La musica è madre e affina il cervello, ecco perché va insegnata
Pagina memorabile, l’intervista al Maestro Uto Ughi, Presidente della giuria del Premio Paganini
4' min read
4' min read
Pagina memorabile, l’intervista al Maestro Uto Ughi, Presidente della giuria del Premio Paganini, in cui spezza una lancia, e che lancia, alla notizia che il Ministro Giuseppe Valditara intende riportare l’insegnamento della musica alla scuola primaria. Certo c’è molto da costruire. Pilastri credo, dovrebbero essere i cori in ogni scuola e la storia della musica in tutti i licei. Oggi le università umanistiche offrono molti corsi di storia della musica e del teatro, ma si trovano davanti studenti con preparazione pari a zero. Il grande direttore d’orchestra Carlo Maria Giulini già ne parlava e, sempre col ben noto umorismo, diceva che un liceale italiano non distingueva Beethoven da Bartali (allora Bartali era famoso).
La musica nasce con noi. Anzi prima di noi: cominciamo ad ascoltare il battito del cuore della madre appena piombiamo nell’utero, e gli organi di sensopercezione cominciano a formarsi. Dunque cresciamo insieme a un ritmo, il túm-ta, tum-ta túm, le due sillabe che gli studenti di medicina imparano a rappresentare foneticamente, battito cardiaco dei loro futuri pazienti. Uscito dall’ “amnios”, la sacca membranosa che protegge l’embrione (peraltro analogo per mammiferi e uccelli, eccetto i pesci) e dallo sciabordio materno, in cui neonato o neonata certamente si sentono protetti, inizia la fatica della vita, e quel processo di selezione dei rumori da cui sono circondati. Così, di fatto, si trovano… nella musica. Poi, appena appaiono nel mondo, la ninna nanna della mamma li aiuta a addormentarsi. Le mamme spesso non sanno che anche Chopin, Schumann, Fauré, Offenbach, Debussy, hanno composto ninne-nanne. Tanti anni fa, quando assieme a mio cognato Carlo ci inventammo “La Città del Sole”, si vendeva un libretto sonoro con le ninne nanne dei grandi compositori.

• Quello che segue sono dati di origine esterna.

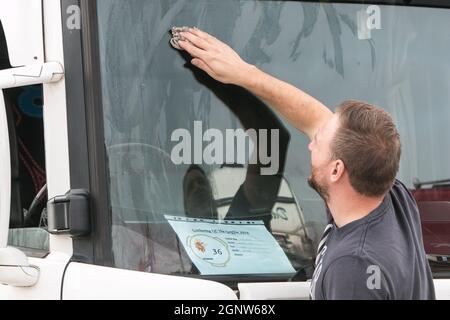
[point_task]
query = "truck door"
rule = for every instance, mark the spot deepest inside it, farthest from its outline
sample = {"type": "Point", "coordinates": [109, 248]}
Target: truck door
{"type": "Point", "coordinates": [31, 112]}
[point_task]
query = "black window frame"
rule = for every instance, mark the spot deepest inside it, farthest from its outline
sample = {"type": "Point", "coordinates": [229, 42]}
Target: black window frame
{"type": "Point", "coordinates": [87, 154]}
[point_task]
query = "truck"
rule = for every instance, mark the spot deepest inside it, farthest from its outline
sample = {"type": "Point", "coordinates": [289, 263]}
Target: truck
{"type": "Point", "coordinates": [122, 167]}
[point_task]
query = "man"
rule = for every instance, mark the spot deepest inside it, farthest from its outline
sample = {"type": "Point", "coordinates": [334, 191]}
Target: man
{"type": "Point", "coordinates": [372, 248]}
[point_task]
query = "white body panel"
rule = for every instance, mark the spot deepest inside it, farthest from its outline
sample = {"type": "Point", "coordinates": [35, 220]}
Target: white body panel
{"type": "Point", "coordinates": [55, 120]}
{"type": "Point", "coordinates": [25, 40]}
{"type": "Point", "coordinates": [48, 287]}
{"type": "Point", "coordinates": [87, 282]}
{"type": "Point", "coordinates": [5, 173]}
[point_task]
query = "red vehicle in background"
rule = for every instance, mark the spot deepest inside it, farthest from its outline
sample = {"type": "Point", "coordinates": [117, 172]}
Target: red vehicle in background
{"type": "Point", "coordinates": [433, 200]}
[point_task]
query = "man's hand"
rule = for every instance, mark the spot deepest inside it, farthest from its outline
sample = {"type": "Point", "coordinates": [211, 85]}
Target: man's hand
{"type": "Point", "coordinates": [223, 64]}
{"type": "Point", "coordinates": [214, 57]}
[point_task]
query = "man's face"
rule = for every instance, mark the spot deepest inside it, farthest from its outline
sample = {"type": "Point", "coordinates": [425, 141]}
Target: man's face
{"type": "Point", "coordinates": [321, 162]}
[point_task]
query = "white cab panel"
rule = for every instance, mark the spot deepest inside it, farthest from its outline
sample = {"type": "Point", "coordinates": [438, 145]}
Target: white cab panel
{"type": "Point", "coordinates": [22, 24]}
{"type": "Point", "coordinates": [88, 282]}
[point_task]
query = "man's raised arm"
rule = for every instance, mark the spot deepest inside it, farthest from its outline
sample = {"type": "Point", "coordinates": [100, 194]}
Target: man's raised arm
{"type": "Point", "coordinates": [223, 64]}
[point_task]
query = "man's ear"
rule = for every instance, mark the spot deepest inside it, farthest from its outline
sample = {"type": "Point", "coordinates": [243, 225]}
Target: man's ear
{"type": "Point", "coordinates": [337, 170]}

Ma c’è di più. Un gruppo internazionale di neurofisiologi, due decenni fa, registrò l’elettroencefalogramma di neonati ai quali faceva ascoltare una melodia. Le onde cerebrali non solo si sincronizzavano in maniera tipica all’ascolto della musica, ma si alteravano quando veniva introdotta una dissonanza. Come dire: il nostro cervello (la nostra anima, quella che l’AI mai potrà possedere) è predisposta a una certa armonia musicale.
Del resto già Platone diceva che la musica «ha movimenti simili agli stati dell’animo». Aristotele indagava sulla musica dei suoi tempi - di cui non abbiamo partiture e nulla sappiamo, se non i ritmi, la metrica- e spiegava gli stessi vantaggi che la musica dà ai giovani e quanto aiuta a mantenere l’armonia sociale. Nei bambini che studiano uno strumento musicale a corda, l’area cerebrale motoria corrispondente ad esempio al quinto dito della mano sinistra, il mignolo, la cosiddetta mappa corticale è assai più sviluppata che nei bambini che non studiano, e in quelli che hanno iniziato in età più precoce è più sviluppata che in quelli più tardivi. Lo stesso accade per lo sviluppo delle aree uditive. La musica sviluppa “i muscoli del cervello” o meglio il cervello inteso come muscolo. La musica, sia quando venga praticata sia quando venga ascoltata, moltiplica le sinapsi. Insomma non si tratta solo di sensibilità e cultura, si tratta di affinamento percettivo e cognitivo e di plasticità neuronale .
L’affinità della musica con la matematica (Maurizio Pollini studiò matematica a livello universitario) rende straordinaria la sintesi di qualità e quantità che chi studia musica è portato a fare; e la pratica della musica, o anche solo il suo ascolto rendono più attive le connessioni tra le funzioni dei due emisferi cerebrali: il destro più emotivo e sintetico e il sinistro più motorio e analitico, quello della parola. Nella rieducazione dell’afasia, la perdita del linguaggio in seguito a traumi e lesioni cerebrali (di cui la mamma dei miei figli, Anna Basso, fu una delle più note studiose) il riapprendimento di parole o frasi è più efficace se lo si accompagna con una melodia o una prosodia. La musica dunque aiuta il cervello a svilupparsi funzionalmente e anche anatomicamente, questo ci dicono le neuroscienze oggi.